Behrad Khodayar is a software engineer. He likes building well-architected, highly scalable, high-performance systems. He is interested in distributed systems & AI. Languages: English, Persian, Turkish.
How to Avoid Cold Starts in Rental GPU Dev Env [Hybrid Volumes Guide]
GPUInfraAutomation
Originally published on LinkedIn (September 7, 2025) under the full title "How to Avoid Cold Starts in Rental GPU Dev Env [Hybrid Volumes Guide - Runpod.io + Vast.ai]".
Nowadays, it's not uncommon to find yourself in a situation that requires powerful infrastructure—especially GPUs. Many of you might own a gaming laptop or workstation, but your/my 40/50/../90-series card is nothing compared to H100s and H200s.
Of course, the solution isn't spending $30K on a GPU for home use. Instead, you turn to cloud or marketplace services. But there's a common challenge when doing so: The Cold Start.
What is Cold Start?
GPU cold starts commonly come from image pulls, many pip/conda installs, dataset copy, and model weight loads.
You obviously want short cold-starts without paying all the time for expensive GPU time. Below I'll give a pragmatic, somehow provider-agnostic architecture you may find useful. To provide a practical solution, I need to provide concrete examples, so I'll be using Runpod.io(network persistence) and Vast.ai(local), and a list of other options / trade-offs.
TL;DR
Keep state (code, dependencies, model/artifacts, caches) in fast persistent storage + pre-baked container images, use small automation to sync snapshots between providers (or to S3/MinIO), and use provider APIs/onstart scripts to pre-warm on start. Runpod network volumes help on Runpod side; Vast volumes are local-to-host and need syncing/cloning or a central object store to be truly portable.
High-level architecture (recommended)
Code & containers
Artifacts & datasets
Fast persistent workspace
Orchestration & automation
Why these pieces?
Pre-baked images + on-disk model artifacts + lazy-loading/prewarming significantly reduce cold-start time. Baking and lazy loading are industry best-practices.
Concrete step-by-step (Runpod ⇄ Vast.ai)
1) Prepare immutable artifacts
Build & push a Docker image that contains CUDA, system libs, and most Python packages (only the parts that take long).
Put large models / datasets into S3 or MinIO under well-versioned paths: s3://my-bucket/projectX/weights/v1/
2) Runpod.io side (fast persistent & reusable)
Use Runpod network volumes for workspace / caches since they persist across Pod terminations and can be reattached.

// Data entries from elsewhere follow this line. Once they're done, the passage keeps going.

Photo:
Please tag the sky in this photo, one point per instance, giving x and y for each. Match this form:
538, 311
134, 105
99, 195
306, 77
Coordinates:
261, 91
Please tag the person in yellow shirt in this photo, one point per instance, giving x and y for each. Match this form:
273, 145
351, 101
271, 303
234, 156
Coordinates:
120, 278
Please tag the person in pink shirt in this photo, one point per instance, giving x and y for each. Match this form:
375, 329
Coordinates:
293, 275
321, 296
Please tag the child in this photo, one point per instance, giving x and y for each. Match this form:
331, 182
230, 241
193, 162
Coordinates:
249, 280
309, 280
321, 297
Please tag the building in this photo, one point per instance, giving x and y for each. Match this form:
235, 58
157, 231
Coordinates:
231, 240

Mount at /workspace so your bakes and cached wheels survive. This is the fastest way on Runpod to preserve state between rentals.

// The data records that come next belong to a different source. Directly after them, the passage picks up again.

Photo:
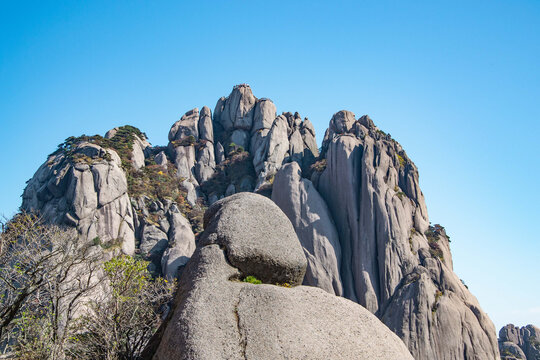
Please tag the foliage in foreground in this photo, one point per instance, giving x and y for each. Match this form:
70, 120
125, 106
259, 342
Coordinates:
58, 300
120, 324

Use runpodctl or the Runpod API to start/stop pods on demand and schedule short keep-alive runs if needed.
3) Vast.ai side (spot/cheap offers)
On Vast, create a volume during instance launch (or attach an existing volume). Remember: the volume is local to that host; it won't automatically move to another host. Use the Vast UI/CLI to create volumes.

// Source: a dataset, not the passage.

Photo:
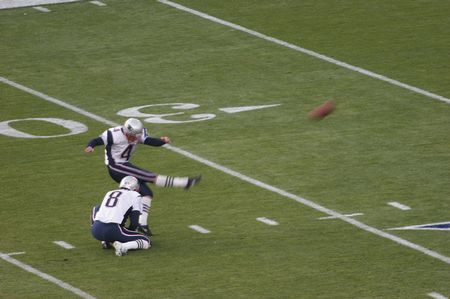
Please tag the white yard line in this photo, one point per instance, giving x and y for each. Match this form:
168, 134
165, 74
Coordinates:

Put a small onstart script at /root/onstart.sh (Vast executes it on container start).
4) Keep Runpod and Vast in sync (workflow patterns)
You have two common strategies:
A — Central S3/MinIO canonical storage (recommended)
Always push model artifacts, checkpoints and important caches to S3 before shutting down an instance.
On new instance start (Runpod or Vast), aws s3 sync the small working set or use range requests for larger files.
Pros: portable, straightforward, works across providers.
Cons: initial restore still needs network transfer; you can mitigate by keeping only frequently used items on fast network volumes.
B — Try to reuse provider-local volumes when possible
Use Runpod network volumes for persistent caches you access from Runpod runs.
For Vast, if you rent the same host repeatedly and have a long-living volume there, you can reuse it; otherwise clone volumes (Vast supports cloning) or copy to S3. But cloning is host-specific and not a general cross-host solution. (Vast Docs)
Automation flow example (GitHub Action / tiny controller)
On git push or via UI, controller decides: start runpod or vast instance.
If using Vast, controller launches instance, passes environment vars, and uploads a "start marker" to S3.
After instance up, onstart pulls Docker image and does s3 sync s3://my-bucket/projectX/working/ /data.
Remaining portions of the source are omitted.